Being cooped up in an apartment in the towering shade of immense Pseudotsuga menziesii (Douglas Fir) may not be great for many garden plants, especially in a wet winter. It sures makes for some great motivation, though. What non-dormant plants I do have are clustered under plant lights in the warmest room in the apartment. I’ll spare everyone the headache and not publish any pictures of this odd assortment of plants bathed in pink light. It doesn’t look great, but they grow well enough.

What I’ll do instead is share some photos of desert landscapes that I took last year. I have been designing a xeriscape for my upcoming garden, and these pictures have helped me decide on placement and pairings in it. I will be planting quite a few yucca, in addition to the completely necessary cactus, agave and other succulents that will make their home at BL. Honestly, an exposed southern wall on a building should always be planted with drought tolerant, heat loving plants.

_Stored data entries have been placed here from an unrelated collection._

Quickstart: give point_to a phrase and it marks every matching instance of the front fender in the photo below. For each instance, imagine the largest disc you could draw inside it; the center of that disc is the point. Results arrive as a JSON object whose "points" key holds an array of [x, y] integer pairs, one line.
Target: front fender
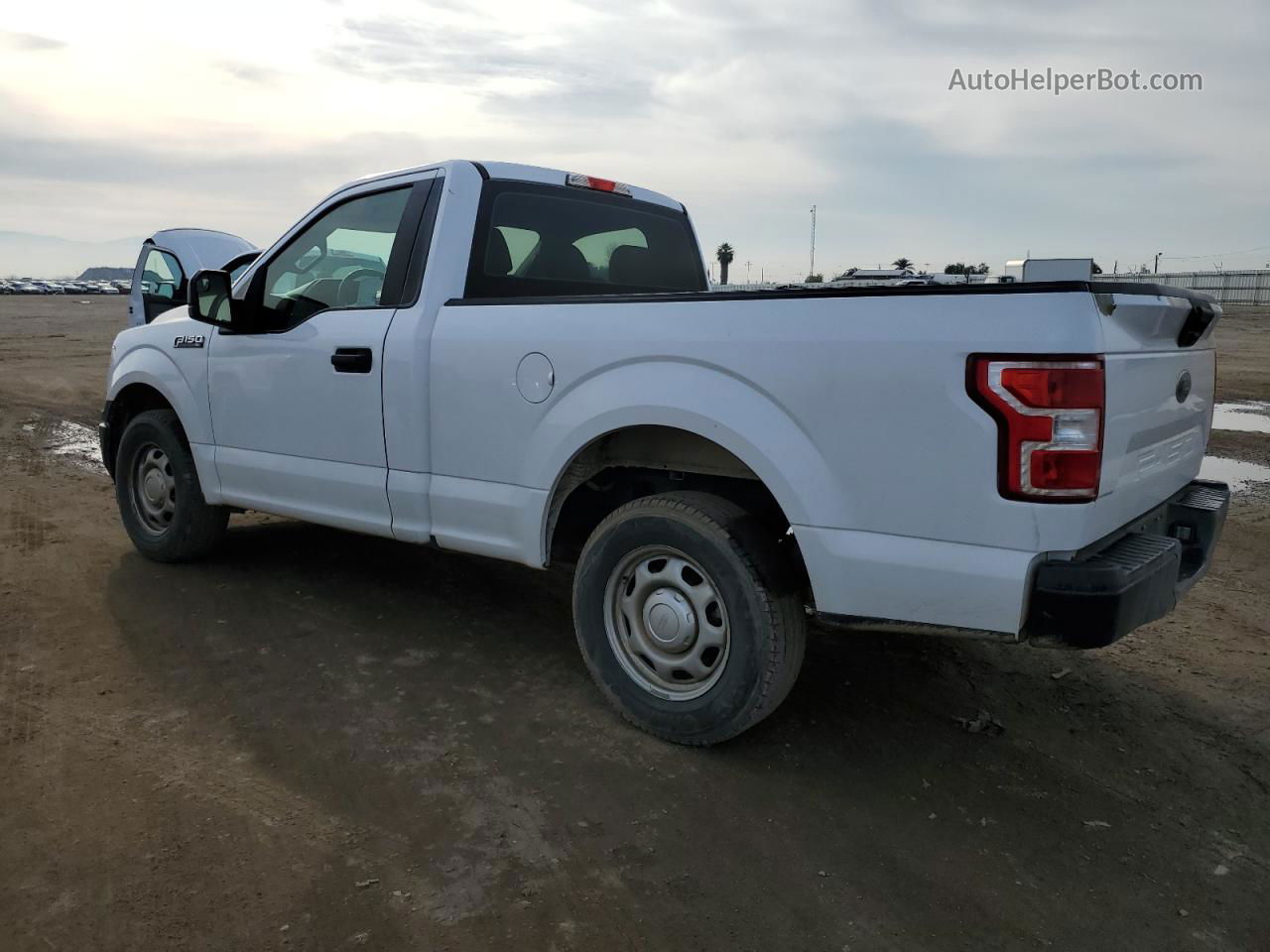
{"points": [[151, 367], [725, 409]]}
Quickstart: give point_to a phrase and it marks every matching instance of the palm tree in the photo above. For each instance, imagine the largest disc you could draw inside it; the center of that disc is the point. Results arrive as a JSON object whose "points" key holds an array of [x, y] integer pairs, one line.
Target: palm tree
{"points": [[724, 254]]}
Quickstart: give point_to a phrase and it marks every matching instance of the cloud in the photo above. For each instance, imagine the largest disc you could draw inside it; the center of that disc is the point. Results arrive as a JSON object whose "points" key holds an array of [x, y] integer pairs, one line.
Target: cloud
{"points": [[31, 42], [746, 109], [250, 72]]}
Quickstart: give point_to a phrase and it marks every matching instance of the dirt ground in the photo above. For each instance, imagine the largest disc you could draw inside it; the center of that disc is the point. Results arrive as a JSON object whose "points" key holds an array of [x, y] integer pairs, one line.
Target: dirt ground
{"points": [[320, 740]]}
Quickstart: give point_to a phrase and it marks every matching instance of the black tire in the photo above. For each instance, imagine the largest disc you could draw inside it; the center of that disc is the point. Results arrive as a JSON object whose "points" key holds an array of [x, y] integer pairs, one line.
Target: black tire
{"points": [[194, 529], [763, 612]]}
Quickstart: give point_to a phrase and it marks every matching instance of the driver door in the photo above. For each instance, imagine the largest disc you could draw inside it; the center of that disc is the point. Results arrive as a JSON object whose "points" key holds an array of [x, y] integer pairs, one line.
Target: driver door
{"points": [[298, 405]]}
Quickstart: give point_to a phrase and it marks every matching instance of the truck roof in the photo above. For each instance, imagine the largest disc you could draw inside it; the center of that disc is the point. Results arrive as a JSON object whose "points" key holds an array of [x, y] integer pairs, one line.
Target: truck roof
{"points": [[515, 172]]}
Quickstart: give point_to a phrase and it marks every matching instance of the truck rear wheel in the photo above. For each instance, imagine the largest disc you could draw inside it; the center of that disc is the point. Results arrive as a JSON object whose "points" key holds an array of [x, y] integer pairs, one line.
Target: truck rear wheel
{"points": [[684, 620], [159, 495]]}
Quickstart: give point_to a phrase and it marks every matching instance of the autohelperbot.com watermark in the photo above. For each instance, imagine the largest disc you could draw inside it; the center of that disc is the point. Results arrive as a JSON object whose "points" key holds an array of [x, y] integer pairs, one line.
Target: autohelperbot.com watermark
{"points": [[1058, 81]]}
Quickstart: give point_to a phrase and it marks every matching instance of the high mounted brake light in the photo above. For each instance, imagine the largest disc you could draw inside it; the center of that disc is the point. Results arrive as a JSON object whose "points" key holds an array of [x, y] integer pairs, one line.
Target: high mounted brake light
{"points": [[590, 181], [1049, 416]]}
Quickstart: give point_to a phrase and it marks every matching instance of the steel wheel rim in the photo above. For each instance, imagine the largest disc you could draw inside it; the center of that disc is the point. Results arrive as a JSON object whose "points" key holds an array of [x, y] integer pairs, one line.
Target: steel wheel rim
{"points": [[154, 489], [667, 624]]}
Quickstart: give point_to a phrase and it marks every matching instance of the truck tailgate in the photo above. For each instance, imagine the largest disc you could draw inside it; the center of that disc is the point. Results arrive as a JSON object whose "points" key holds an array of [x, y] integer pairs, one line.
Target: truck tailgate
{"points": [[1160, 384]]}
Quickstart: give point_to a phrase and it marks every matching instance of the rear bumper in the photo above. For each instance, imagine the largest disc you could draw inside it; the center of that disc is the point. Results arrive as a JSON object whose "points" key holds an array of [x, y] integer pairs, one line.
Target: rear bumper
{"points": [[1132, 578]]}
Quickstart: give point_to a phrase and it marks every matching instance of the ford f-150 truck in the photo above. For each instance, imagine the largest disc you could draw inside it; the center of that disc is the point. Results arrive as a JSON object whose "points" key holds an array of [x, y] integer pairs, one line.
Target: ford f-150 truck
{"points": [[529, 365]]}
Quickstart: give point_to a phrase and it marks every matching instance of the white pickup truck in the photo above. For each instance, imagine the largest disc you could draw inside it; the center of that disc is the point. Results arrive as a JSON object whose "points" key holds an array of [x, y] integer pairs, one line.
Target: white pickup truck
{"points": [[527, 365]]}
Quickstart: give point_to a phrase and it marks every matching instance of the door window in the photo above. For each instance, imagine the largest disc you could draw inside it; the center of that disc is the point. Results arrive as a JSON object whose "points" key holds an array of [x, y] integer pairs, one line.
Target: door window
{"points": [[160, 276], [338, 261]]}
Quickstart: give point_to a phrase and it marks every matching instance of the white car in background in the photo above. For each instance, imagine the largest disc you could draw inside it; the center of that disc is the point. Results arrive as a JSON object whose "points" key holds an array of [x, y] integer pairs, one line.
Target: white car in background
{"points": [[168, 258]]}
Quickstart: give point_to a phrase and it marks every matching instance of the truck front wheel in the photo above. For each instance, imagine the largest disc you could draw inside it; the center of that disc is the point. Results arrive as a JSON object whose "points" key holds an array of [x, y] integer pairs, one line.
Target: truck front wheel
{"points": [[685, 620], [159, 495]]}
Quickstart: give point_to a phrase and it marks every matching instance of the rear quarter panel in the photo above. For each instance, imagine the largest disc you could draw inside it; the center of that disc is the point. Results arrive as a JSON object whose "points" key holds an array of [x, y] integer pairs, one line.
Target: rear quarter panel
{"points": [[852, 411]]}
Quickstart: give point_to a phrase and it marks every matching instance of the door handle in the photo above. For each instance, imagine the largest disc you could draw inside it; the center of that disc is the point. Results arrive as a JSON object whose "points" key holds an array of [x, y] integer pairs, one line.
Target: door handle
{"points": [[352, 359]]}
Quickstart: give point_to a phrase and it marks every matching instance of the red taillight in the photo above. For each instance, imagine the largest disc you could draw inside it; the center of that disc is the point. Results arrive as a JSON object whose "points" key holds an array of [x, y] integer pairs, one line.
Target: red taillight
{"points": [[1049, 413], [590, 181]]}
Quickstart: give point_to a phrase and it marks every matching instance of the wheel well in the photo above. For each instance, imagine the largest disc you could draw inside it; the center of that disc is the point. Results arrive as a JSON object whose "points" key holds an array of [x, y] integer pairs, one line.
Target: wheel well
{"points": [[643, 461], [130, 402]]}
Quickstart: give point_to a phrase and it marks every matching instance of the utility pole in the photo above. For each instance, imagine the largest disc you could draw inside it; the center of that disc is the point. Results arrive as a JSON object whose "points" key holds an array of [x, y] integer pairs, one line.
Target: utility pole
{"points": [[813, 241]]}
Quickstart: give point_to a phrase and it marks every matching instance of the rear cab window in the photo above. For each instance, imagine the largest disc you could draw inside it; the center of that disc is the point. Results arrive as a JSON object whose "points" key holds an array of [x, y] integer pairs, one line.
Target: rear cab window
{"points": [[554, 240]]}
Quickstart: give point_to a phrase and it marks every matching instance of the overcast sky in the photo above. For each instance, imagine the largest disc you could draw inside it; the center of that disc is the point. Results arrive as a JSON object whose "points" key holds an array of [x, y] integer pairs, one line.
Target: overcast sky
{"points": [[121, 118]]}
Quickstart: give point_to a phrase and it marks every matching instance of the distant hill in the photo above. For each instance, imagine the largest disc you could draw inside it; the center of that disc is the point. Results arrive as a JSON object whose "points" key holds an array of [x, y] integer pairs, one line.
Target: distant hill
{"points": [[26, 255], [105, 275]]}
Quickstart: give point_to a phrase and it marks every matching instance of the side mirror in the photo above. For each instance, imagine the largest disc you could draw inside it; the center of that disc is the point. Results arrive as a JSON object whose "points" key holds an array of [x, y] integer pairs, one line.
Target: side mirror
{"points": [[212, 302]]}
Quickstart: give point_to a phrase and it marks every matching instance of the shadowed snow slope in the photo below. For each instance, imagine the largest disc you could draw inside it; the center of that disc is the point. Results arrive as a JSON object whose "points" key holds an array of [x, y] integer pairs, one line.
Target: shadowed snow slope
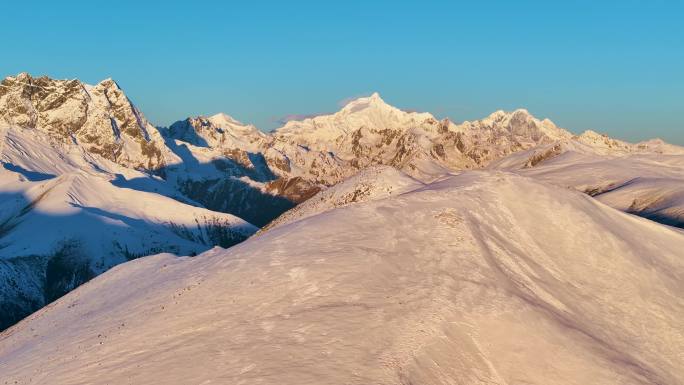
{"points": [[67, 215], [478, 278], [373, 183]]}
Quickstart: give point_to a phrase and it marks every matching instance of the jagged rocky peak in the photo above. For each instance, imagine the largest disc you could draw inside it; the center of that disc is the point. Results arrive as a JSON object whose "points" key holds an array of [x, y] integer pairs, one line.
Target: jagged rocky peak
{"points": [[100, 118], [218, 131]]}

It would be irresponsible of me NOT to plant these beds like this!

During the 2019 superbloom in the southwest, sights like this were common. Green plants growing rampant over the tougher xerophytes seemed to send flowers in their neighbor’s faces. I think I could pull this off with some Agave americana and Gilia or Phacelia.

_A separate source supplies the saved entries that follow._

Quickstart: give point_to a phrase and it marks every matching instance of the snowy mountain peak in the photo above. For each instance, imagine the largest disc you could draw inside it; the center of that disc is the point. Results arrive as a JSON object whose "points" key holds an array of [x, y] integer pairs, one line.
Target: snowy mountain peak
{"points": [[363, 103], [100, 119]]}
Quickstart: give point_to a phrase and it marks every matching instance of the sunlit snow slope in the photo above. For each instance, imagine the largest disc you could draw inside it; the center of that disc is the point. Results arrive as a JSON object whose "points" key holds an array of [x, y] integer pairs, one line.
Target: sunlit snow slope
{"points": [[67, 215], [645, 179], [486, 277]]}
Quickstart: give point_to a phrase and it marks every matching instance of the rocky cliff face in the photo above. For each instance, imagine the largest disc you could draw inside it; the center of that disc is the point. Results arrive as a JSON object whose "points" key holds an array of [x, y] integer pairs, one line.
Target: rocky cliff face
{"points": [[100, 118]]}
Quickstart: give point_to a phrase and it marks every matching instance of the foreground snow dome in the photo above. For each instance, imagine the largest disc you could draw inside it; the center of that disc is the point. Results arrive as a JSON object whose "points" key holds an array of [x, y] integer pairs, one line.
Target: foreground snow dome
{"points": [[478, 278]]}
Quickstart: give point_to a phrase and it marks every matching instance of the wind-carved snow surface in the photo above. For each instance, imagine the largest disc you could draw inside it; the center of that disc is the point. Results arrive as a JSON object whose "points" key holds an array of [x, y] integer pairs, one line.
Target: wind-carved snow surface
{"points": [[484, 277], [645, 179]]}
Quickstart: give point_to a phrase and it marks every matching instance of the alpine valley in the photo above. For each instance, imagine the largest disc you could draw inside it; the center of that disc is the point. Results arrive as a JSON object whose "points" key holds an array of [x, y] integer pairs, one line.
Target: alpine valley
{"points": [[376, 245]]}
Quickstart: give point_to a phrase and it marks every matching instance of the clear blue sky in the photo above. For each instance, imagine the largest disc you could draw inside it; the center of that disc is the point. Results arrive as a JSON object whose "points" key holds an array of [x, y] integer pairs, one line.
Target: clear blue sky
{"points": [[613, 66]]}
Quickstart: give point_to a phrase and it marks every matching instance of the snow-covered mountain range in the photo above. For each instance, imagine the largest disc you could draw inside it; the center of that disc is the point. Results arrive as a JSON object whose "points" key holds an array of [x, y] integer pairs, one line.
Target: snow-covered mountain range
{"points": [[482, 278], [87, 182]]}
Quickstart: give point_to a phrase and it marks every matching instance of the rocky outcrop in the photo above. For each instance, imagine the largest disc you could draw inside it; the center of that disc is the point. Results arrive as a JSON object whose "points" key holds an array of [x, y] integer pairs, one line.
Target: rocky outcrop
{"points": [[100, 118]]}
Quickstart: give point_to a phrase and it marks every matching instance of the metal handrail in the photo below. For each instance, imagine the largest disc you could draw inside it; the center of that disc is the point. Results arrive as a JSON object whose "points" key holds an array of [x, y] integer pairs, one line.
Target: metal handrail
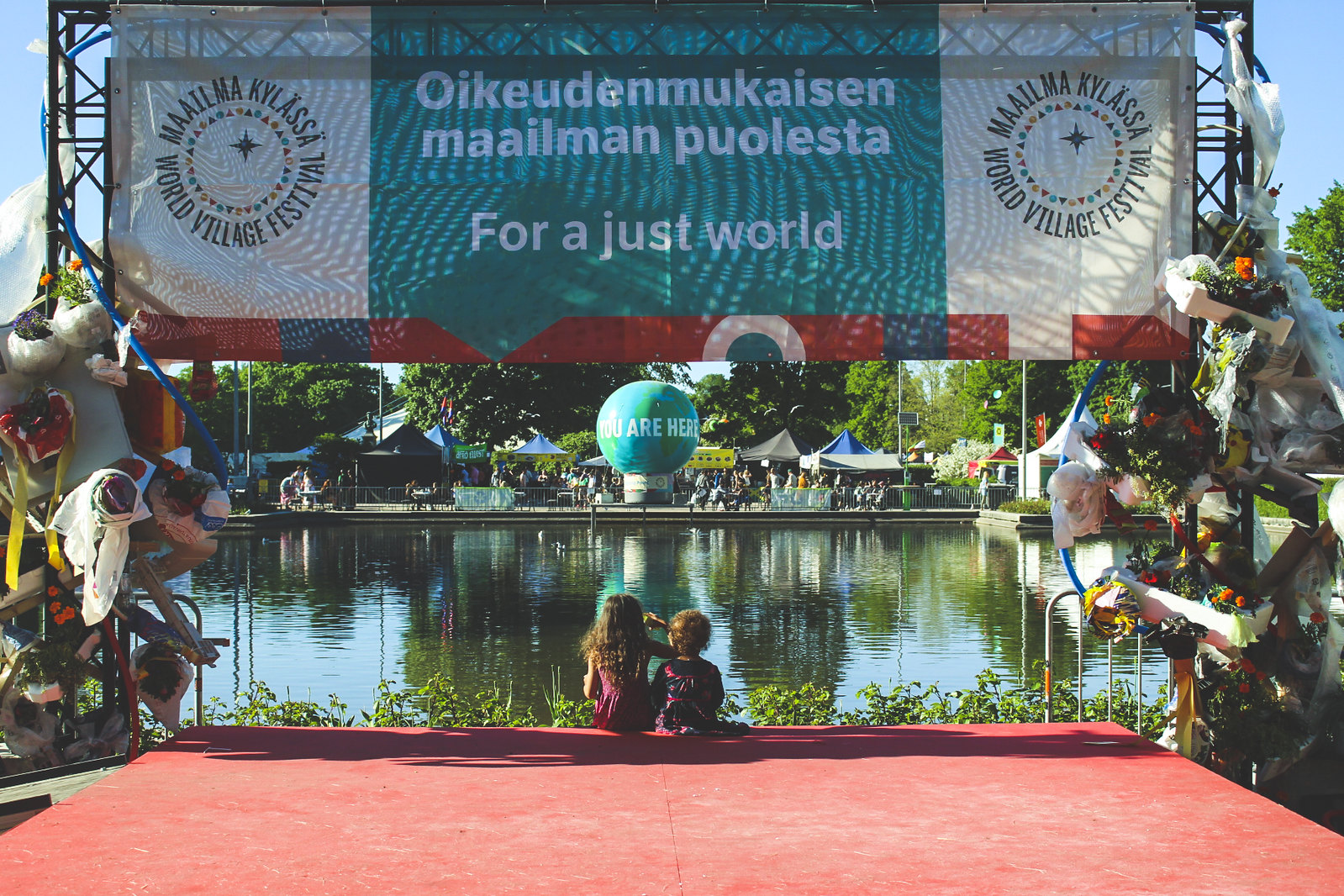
{"points": [[201, 669], [1050, 655], [1110, 665]]}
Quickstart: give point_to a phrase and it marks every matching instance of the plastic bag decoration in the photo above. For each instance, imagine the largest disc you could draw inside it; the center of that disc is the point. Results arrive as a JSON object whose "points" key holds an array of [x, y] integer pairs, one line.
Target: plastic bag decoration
{"points": [[35, 430], [188, 505], [94, 519]]}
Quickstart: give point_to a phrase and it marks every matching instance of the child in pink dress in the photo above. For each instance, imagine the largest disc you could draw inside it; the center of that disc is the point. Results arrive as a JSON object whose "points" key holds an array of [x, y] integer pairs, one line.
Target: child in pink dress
{"points": [[617, 651]]}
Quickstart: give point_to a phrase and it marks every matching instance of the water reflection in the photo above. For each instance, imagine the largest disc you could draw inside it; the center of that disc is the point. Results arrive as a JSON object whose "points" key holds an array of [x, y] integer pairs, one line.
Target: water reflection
{"points": [[334, 610]]}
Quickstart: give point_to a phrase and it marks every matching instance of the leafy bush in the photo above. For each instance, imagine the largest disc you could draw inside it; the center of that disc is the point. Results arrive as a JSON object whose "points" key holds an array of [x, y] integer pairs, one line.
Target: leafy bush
{"points": [[1025, 505], [805, 705], [951, 467], [437, 704]]}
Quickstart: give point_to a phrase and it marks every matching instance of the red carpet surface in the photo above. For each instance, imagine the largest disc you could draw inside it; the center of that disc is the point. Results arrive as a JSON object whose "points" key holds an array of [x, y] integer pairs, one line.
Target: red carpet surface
{"points": [[953, 809]]}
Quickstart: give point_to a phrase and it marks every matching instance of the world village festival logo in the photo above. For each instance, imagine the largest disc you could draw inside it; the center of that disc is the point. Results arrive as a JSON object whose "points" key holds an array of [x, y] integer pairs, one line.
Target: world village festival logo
{"points": [[1075, 153], [249, 157]]}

The area to be planted has a gentle but not insignificant slope to it. This is bad for croquet, but excellent for drainage. With 16 inches of rain last month, it goes without saying that ridding the roots of excess water will be my main concern. There are quite a lot of plants that are hardy to my minimum winter temperature. So far (knock on wood…) we have only seen down to about 25 degrees, and never for more than about 24 hours. The next few pictures are of succulent gardens that have seen lower temperatures than that.

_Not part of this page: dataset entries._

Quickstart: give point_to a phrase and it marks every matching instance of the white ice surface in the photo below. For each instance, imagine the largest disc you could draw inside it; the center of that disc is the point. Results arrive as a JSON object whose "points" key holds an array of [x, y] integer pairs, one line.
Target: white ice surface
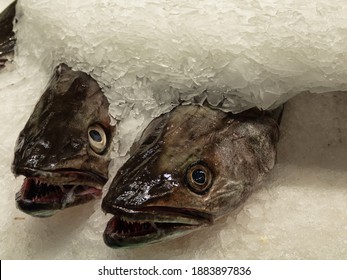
{"points": [[149, 54], [298, 213], [262, 51]]}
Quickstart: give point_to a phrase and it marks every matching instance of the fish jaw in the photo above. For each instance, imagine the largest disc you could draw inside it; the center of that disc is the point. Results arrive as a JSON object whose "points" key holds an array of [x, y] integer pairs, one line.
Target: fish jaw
{"points": [[43, 193], [134, 228], [55, 150]]}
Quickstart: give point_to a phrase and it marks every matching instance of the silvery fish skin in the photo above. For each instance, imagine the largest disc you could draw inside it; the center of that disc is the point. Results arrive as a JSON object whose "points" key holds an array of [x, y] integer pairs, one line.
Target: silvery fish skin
{"points": [[64, 148], [7, 36], [190, 167]]}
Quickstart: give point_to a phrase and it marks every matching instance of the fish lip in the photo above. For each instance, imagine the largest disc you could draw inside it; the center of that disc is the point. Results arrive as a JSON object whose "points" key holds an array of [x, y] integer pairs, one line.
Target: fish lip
{"points": [[161, 223], [63, 188], [62, 172]]}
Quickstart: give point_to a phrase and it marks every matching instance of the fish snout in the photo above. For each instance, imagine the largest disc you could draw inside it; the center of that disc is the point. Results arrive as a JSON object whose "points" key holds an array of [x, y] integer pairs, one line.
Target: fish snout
{"points": [[137, 193]]}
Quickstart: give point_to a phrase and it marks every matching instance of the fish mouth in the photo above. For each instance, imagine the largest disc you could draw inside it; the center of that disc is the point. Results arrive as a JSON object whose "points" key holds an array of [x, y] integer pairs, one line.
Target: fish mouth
{"points": [[45, 192], [133, 228]]}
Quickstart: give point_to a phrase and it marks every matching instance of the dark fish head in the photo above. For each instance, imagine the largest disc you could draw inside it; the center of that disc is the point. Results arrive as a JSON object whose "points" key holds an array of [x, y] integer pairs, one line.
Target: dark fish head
{"points": [[64, 148], [190, 167]]}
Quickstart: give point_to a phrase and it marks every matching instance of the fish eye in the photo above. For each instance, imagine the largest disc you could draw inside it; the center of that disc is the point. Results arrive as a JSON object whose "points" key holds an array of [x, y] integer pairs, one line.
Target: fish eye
{"points": [[97, 138], [199, 177]]}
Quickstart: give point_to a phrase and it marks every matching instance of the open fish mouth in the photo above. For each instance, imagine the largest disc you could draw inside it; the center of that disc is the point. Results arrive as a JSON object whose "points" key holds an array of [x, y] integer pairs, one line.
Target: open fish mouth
{"points": [[43, 193], [130, 228]]}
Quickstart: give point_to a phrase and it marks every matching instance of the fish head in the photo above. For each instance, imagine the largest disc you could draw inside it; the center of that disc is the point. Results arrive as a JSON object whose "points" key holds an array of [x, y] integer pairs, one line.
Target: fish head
{"points": [[190, 167], [64, 148]]}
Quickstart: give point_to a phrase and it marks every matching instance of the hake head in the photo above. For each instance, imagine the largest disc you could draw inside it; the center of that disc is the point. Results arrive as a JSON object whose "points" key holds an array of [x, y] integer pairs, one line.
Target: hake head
{"points": [[64, 148], [190, 167]]}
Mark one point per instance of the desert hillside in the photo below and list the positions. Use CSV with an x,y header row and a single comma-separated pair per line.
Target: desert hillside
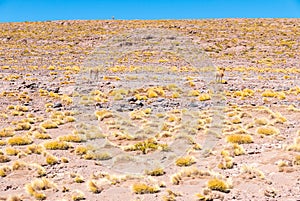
x,y
131,110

This impressive stand of Cylindropuntia bigelovii was sitting at about freezing when I took this picture. I’m sure it could take my winter temperatures, but it would rot where it stood after a few weeks of solid rainfall. Maybe some overhead cover would save it… like a pine tree?
Despite some frost damage, much of this garden is pretty hardy. I’ve got a plan for my Trichocereus terscheckii that I’ve been growing since 2014, and hopefully it will eventually be surrounded like this one.
Now this is what I call a cactus garden! I’ve got half a dozen Opuntia ellisiana and some semi hardy columnar cactus, but I haven’t picked up the right Cylindropuntia yet. Bordering a large mass of opuntia with Yucca aloifolia, Y. faxoniana or some large Y. rostrata would be a great way to accent the unusually soft outline of prickly pears.
For me, there’s just something special about yellow flowers and cactus. They go together like ferns and moss, which is something I feel like I’m very familiar with. Unfortunately the Echinocactus grusonii pictured here would never make it through a winter unless they were potted and were moved indoors every winter. Oh wait, I could probably do that…
What better way to break up the shapes of yuccas and cactus than with an agave or two? There is none, in my opinion. Unless it’s a big clump of Aloe striatula. That’s just as good, but a lot harder to find. As for the foreground, I was thinking I could achieve a similar look with some of the larger Sempervivum varieties and maybe Euphorbia characias ‘Dwarf’ thrown in for good measure.
Agave ovatifolia is an incredible plant that looks good enough to touch, despite the spines. I’ve got a few ‘Frosty Blue’ waiting in the wings.

With several months of construction left at this garden, I have to remember to pace myself when it comes to this project. The benefit to this extended wait is that I won’t be able to just start planting willy nilly with whatever looks neat at the time. I will have several generations of designing to do before I’m even close to actually putting anything in the ground. In the meantime I will draw and look at more pictures!